我坐直身体,伸腿对着没脑子的立原踹了一脚。
紧阖的大门被猛地打开,门口走进来的女人干练利落。她撩了一下头发,和我大眼瞪小眼了片刻,挑眉问道:“怎么这么看着我?”
你是不是忘了昨晚自己刚和中原先生削平了半个公园的树。
规划部的报销账单还在桌子上摆着呢。
我嗯嗯啊啊了好一会儿,才找到了话题:“那个…你和中原先生谁赢了?”
没得到答案的我被立原一把捂住嘴,他凑到我脑袋边边,咬牙切齿地说道:“你干嘛哪壶不提提哪壶?!”
抱歉。
我往后一顿,和立原一起哆哆嗦嗦地看向拉开椅子坐上去的烨子小姐。
“嘛…我承认,那个港口黑手党确实很强。”烨子小姐闭眸坐定后,双手交叉说道:“但是,他根本不敢对我下重手。”
“因为你是女人吗?”末广先生终于找到了插入话题的机会。
怎么可能。
我和立原对上眼神,确定中原先生虽然礼貌绅士,但绝对不是那种会对敌方女性放水的人。
“因为我告诉他,只要我受伤,那个笨蛋就会赔进去半条命。”她凝视着我和立原说完后便不发一言。

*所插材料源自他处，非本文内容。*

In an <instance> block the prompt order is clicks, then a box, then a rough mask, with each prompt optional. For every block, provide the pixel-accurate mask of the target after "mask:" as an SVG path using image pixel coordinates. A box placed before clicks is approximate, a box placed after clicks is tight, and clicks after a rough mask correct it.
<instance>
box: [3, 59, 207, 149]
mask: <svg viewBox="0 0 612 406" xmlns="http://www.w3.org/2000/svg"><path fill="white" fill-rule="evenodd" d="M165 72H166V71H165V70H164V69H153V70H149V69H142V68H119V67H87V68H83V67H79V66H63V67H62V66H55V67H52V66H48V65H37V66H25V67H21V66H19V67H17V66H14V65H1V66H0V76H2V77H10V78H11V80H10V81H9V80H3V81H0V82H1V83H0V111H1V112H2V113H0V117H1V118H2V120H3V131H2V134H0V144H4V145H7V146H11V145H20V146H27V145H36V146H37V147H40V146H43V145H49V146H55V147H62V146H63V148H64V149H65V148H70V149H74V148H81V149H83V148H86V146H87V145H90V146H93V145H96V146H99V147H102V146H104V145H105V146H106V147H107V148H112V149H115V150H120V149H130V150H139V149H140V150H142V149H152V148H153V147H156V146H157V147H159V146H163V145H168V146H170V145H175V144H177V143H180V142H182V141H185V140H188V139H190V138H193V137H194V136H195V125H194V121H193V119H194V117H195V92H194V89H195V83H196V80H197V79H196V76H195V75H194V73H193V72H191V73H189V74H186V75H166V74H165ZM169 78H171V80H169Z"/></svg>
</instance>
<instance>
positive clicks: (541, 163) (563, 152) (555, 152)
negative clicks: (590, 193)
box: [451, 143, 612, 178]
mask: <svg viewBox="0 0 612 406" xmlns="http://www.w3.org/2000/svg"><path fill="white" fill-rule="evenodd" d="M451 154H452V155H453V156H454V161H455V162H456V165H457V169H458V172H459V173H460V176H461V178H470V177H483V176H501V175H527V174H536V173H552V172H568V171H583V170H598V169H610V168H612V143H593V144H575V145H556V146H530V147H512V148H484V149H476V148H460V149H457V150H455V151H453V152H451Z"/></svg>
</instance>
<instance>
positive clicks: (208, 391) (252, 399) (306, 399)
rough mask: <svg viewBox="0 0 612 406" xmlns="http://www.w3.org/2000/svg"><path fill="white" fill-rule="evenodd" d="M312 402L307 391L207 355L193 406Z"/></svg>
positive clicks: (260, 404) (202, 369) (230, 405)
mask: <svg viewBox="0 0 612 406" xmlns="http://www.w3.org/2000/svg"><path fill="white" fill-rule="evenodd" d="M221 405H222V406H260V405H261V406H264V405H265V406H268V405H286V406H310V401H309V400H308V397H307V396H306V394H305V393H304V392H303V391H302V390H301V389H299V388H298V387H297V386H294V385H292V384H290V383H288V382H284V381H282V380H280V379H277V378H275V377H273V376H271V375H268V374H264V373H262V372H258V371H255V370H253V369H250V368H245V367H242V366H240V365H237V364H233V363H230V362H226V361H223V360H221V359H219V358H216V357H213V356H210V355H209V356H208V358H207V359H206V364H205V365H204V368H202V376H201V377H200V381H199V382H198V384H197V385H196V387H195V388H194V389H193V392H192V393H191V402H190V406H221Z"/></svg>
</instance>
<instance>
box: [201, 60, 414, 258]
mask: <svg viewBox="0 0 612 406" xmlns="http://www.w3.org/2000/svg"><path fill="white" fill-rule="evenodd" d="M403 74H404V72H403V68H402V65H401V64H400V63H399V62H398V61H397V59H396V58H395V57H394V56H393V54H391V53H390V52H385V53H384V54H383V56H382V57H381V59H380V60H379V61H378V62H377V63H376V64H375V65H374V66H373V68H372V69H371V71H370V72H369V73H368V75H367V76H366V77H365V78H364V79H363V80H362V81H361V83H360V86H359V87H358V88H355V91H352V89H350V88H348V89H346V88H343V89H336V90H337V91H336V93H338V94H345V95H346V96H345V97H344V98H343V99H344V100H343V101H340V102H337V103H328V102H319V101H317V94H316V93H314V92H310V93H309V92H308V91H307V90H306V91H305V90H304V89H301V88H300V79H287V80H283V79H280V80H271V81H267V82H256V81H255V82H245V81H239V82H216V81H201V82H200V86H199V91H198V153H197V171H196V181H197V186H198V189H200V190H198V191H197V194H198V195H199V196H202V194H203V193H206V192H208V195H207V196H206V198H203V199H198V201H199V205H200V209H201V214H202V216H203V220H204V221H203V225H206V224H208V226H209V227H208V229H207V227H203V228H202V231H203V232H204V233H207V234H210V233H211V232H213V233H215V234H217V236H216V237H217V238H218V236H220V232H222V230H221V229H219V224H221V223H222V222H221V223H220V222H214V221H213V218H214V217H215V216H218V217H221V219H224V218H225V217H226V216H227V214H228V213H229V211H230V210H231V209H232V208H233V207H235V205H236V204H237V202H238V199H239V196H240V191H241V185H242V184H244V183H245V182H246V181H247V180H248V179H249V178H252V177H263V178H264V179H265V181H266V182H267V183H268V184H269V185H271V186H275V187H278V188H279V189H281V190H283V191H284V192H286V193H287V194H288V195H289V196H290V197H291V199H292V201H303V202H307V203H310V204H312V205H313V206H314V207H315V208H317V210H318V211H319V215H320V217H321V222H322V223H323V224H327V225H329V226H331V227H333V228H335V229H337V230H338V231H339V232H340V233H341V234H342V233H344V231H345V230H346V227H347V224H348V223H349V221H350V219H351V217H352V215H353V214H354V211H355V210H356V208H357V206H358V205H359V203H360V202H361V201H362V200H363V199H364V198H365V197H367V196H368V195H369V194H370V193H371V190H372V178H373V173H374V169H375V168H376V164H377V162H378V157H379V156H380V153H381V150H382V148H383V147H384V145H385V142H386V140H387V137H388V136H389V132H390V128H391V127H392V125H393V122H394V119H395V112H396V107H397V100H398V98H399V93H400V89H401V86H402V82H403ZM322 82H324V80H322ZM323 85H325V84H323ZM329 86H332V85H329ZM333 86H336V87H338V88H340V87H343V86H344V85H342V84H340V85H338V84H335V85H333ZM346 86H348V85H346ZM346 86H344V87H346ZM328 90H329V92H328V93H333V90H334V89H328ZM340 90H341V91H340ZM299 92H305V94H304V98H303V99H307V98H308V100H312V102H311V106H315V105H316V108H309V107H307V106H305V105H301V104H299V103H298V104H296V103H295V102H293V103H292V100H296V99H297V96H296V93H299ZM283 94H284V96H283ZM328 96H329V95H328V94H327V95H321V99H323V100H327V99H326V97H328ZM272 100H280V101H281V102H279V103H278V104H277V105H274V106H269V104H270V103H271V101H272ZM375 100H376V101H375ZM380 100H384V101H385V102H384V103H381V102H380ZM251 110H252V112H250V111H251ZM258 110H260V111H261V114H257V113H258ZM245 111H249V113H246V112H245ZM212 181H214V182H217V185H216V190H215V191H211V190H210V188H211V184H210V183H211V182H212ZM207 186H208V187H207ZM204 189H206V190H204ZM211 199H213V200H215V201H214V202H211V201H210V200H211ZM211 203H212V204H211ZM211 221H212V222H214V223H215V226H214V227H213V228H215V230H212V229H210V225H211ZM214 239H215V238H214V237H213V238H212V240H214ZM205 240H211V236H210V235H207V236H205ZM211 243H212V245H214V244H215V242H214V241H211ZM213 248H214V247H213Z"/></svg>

尴尬的气氛蔓延开来,我四下张望了片刻,发现没有任何人想要开口说话,只能自己硬着头皮:“哦,你们两个真是大好人。”
对于我的夸赞烨子小姐就像没听见一样。
立原微微一愣松开手,他垂眸有些犹疑:“副队,您知道了啊。”
烨子小姐没有回答,她定定地望着我身侧的条野先生。
办公室里的寂静极其磨人,我在他们四人之间来回切打量,最后又忍耐不住地开口:“那个…烨子小姐。”
烨子小姐将目光注意力集中到我身上。
“所以你和中原先生谁赢了?”
她顿了顿身影,深深叹息一声,然后颇为不服气地撑着桌子起身蹙眉盯着我:“那样的事情都知道了,肯定是港口黑手党赢了啊。”
为什么心中陡然升上一股愧疚感…
我抿着下唇僵硬微笑起来。
“你也不要那么紧张。”烨子小姐满不在乎地说道:“我又没有因此会吃了你。”
完全不知道还要继续说些什么,我努力看向立原,他接收到我的信号后,立马抢过话题:“对了,副队,您不是有事情要和我们说吗?”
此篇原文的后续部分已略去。